The likeliest forecast for Garoppolo is that like almost all new starting QBs, he will look both great at times and terrible at times. This possibility is both reassuring and depressing. He doesn't have to be consistently great for New England to prosper with him under center, he just has to keep the terrible down to occasional.

That should reassure the fretters, but it won't. Alas, should this forecast come true, we are in for a roller coaster ride at Big Crazy Amusement Park. Garoppolo will be taking Brady's job or getting benched with every twist of his performance, often during the same series. The Patriots have no peer when it comes to blocking out unwanted noise, but this will be one hell of a loud roar to keep from Garoppolo's ears.

If he's as sane on October 7 as he is on September 7, he'll have done fine, whatever the Pats' record might be.


Tuesday, August 30, 2016

Clothes Make the Man Money

For sheer grossness, weather has little to equal a real hot, humid day in midtown Manhattan. It was over 90 with air composed of equal parts moisture, hydrocarbons and dirt particles last Friday, so the swarms of tourists were dressed for comfort and decidedly not style.

I was therefore not taken aback when a spied an early teenage boy sporting an NBA replica jersey at the Museum of Modern Art's permanent collection. Van Gogh, Matisse and Jasper Johns had nothing against staying cool or trying to look cool, after all.

Nor was I too surprised that the kid sported a Warriors jersey. He might've been from the Bay Area. He might have been from the Upper East Side. It's a frontrunner's universe, baby.

But I was not prepared for what I saw as I got a little closer to the kid. He wore jersey number 35, and the name atop the number was, of course, Durant.

Kevin Durant himself hasn't put on the real thing yet, and won't for another couple of months. Yet I'd guess the busy beavers at the NBA merchandise department have had those things on sale since about six seconds after Durant announced he was joining Golden State in early July. I can't say how well they're selling, but I know they've put points on the board.
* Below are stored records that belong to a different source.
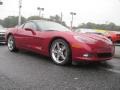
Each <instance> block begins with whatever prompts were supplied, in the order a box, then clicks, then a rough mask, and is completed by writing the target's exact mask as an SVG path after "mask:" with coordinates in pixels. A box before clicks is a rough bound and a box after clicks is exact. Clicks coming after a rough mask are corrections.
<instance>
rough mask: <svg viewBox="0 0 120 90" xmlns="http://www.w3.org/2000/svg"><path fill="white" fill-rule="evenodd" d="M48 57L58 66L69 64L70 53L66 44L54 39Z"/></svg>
mask: <svg viewBox="0 0 120 90" xmlns="http://www.w3.org/2000/svg"><path fill="white" fill-rule="evenodd" d="M50 56H51V59H52V60H53V61H54V63H56V64H58V65H67V64H71V51H70V47H69V45H68V43H67V42H66V41H65V40H63V39H56V40H54V41H53V42H52V44H51V47H50Z"/></svg>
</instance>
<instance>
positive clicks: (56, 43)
mask: <svg viewBox="0 0 120 90" xmlns="http://www.w3.org/2000/svg"><path fill="white" fill-rule="evenodd" d="M56 46H57V49H58V50H59V49H60V44H59V42H57V43H56Z"/></svg>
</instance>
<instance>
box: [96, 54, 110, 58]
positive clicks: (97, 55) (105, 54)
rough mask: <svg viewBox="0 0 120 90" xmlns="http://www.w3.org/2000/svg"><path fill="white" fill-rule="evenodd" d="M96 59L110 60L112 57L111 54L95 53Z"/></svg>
mask: <svg viewBox="0 0 120 90" xmlns="http://www.w3.org/2000/svg"><path fill="white" fill-rule="evenodd" d="M97 57H99V58H110V57H112V53H97Z"/></svg>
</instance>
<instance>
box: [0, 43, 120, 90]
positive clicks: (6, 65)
mask: <svg viewBox="0 0 120 90" xmlns="http://www.w3.org/2000/svg"><path fill="white" fill-rule="evenodd" d="M119 53H120V46H116V52H115V56H114V58H113V59H112V60H110V61H107V62H106V63H102V64H79V65H71V66H58V65H55V64H53V62H52V61H51V60H50V58H48V57H44V56H42V55H38V54H34V53H31V52H26V51H19V52H17V53H11V52H9V51H8V48H7V46H5V45H0V90H120V54H119Z"/></svg>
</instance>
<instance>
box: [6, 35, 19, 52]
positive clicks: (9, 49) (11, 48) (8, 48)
mask: <svg viewBox="0 0 120 90" xmlns="http://www.w3.org/2000/svg"><path fill="white" fill-rule="evenodd" d="M7 45H8V49H9V50H10V51H11V52H14V51H17V48H16V45H15V39H14V37H13V36H12V35H10V36H8V39H7Z"/></svg>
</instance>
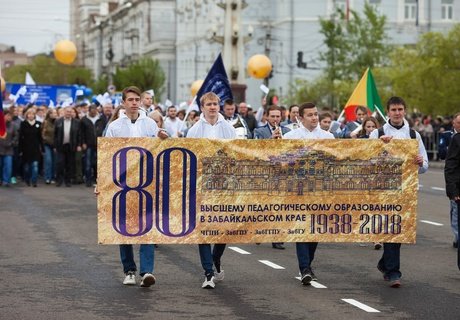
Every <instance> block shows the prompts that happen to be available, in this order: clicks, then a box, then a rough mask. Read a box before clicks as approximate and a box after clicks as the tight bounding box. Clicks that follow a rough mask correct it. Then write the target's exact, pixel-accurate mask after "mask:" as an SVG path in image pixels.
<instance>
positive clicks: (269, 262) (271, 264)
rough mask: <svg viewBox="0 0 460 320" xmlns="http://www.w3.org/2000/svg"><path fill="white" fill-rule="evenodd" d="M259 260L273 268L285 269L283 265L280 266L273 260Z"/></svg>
mask: <svg viewBox="0 0 460 320" xmlns="http://www.w3.org/2000/svg"><path fill="white" fill-rule="evenodd" d="M259 262H261V263H263V264H265V265H267V266H269V267H272V268H273V269H278V270H281V269H285V268H284V267H282V266H279V265H277V264H275V263H273V262H271V261H268V260H259Z"/></svg>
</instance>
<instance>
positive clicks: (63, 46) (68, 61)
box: [54, 40, 77, 64]
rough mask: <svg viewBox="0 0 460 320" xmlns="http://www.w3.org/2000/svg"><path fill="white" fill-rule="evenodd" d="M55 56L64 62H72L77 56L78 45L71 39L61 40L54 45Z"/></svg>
mask: <svg viewBox="0 0 460 320" xmlns="http://www.w3.org/2000/svg"><path fill="white" fill-rule="evenodd" d="M54 57H55V58H56V60H57V61H59V62H60V63H62V64H71V63H72V62H74V61H75V58H76V57H77V47H75V44H74V43H73V42H72V41H70V40H61V41H58V42H57V43H56V45H55V46H54Z"/></svg>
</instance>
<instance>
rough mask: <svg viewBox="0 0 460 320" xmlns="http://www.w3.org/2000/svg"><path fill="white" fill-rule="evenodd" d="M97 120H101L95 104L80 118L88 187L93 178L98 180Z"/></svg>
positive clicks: (81, 140) (86, 178)
mask: <svg viewBox="0 0 460 320" xmlns="http://www.w3.org/2000/svg"><path fill="white" fill-rule="evenodd" d="M97 120H99V113H98V112H97V106H96V105H95V104H92V105H90V106H89V111H88V114H87V115H86V116H84V117H83V118H82V119H81V120H80V132H81V147H82V149H83V152H84V155H85V156H84V172H85V182H86V186H87V187H92V186H93V178H94V181H96V163H97V160H96V159H97V153H96V152H97V132H96V122H97Z"/></svg>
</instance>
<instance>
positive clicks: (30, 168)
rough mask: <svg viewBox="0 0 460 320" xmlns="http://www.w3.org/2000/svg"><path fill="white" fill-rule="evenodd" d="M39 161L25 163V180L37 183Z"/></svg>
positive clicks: (24, 176)
mask: <svg viewBox="0 0 460 320" xmlns="http://www.w3.org/2000/svg"><path fill="white" fill-rule="evenodd" d="M37 178H38V161H32V162H27V163H24V180H25V181H26V182H27V183H37Z"/></svg>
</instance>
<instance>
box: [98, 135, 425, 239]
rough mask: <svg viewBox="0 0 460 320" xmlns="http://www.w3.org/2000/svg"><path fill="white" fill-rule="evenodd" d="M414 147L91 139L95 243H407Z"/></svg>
mask: <svg viewBox="0 0 460 320" xmlns="http://www.w3.org/2000/svg"><path fill="white" fill-rule="evenodd" d="M417 153H418V145H417V141H415V140H409V139H408V140H392V141H391V142H390V143H387V144H384V143H383V142H381V141H379V140H365V139H348V140H269V139H268V140H208V139H166V140H159V139H157V138H99V139H98V189H99V191H100V195H99V196H98V203H97V205H98V238H99V243H101V244H136V243H158V244H162V243H255V242H257V243H259V242H305V241H319V242H372V241H384V242H401V243H415V237H416V212H417V189H418V173H417V172H418V166H417V164H416V163H415V162H414V159H415V156H416V155H417Z"/></svg>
That kid, avidly taking in great works of Western civilization, stood at the epicenter of SportsWorld 2016. He was engaging in ADVANCE frontrunning, the anticipation of rooting for an invincible juggernaut (if he was just a fan of Durant the player, he could've bought a replica Team USA jersey during the Olympics). And he was also proof positive that sports themselves now exist as a wholly owned subsidiary of a particularly weird branch of the men's clothing industry. It's not whether you win or lose, it's how you move the merch.

It was crowded at the MOMA, it always is, so I soon lost sight of the boy and his jersey. I stopped thinking about him altogether. But about an hour later, walking down Sixth Avenue back to my hotel, I was struck by another, more horrible thought.

Which village in El Salvador, Senegal or Somalia has all its male children now wearing replica Kevin Durant Celtics jerseys?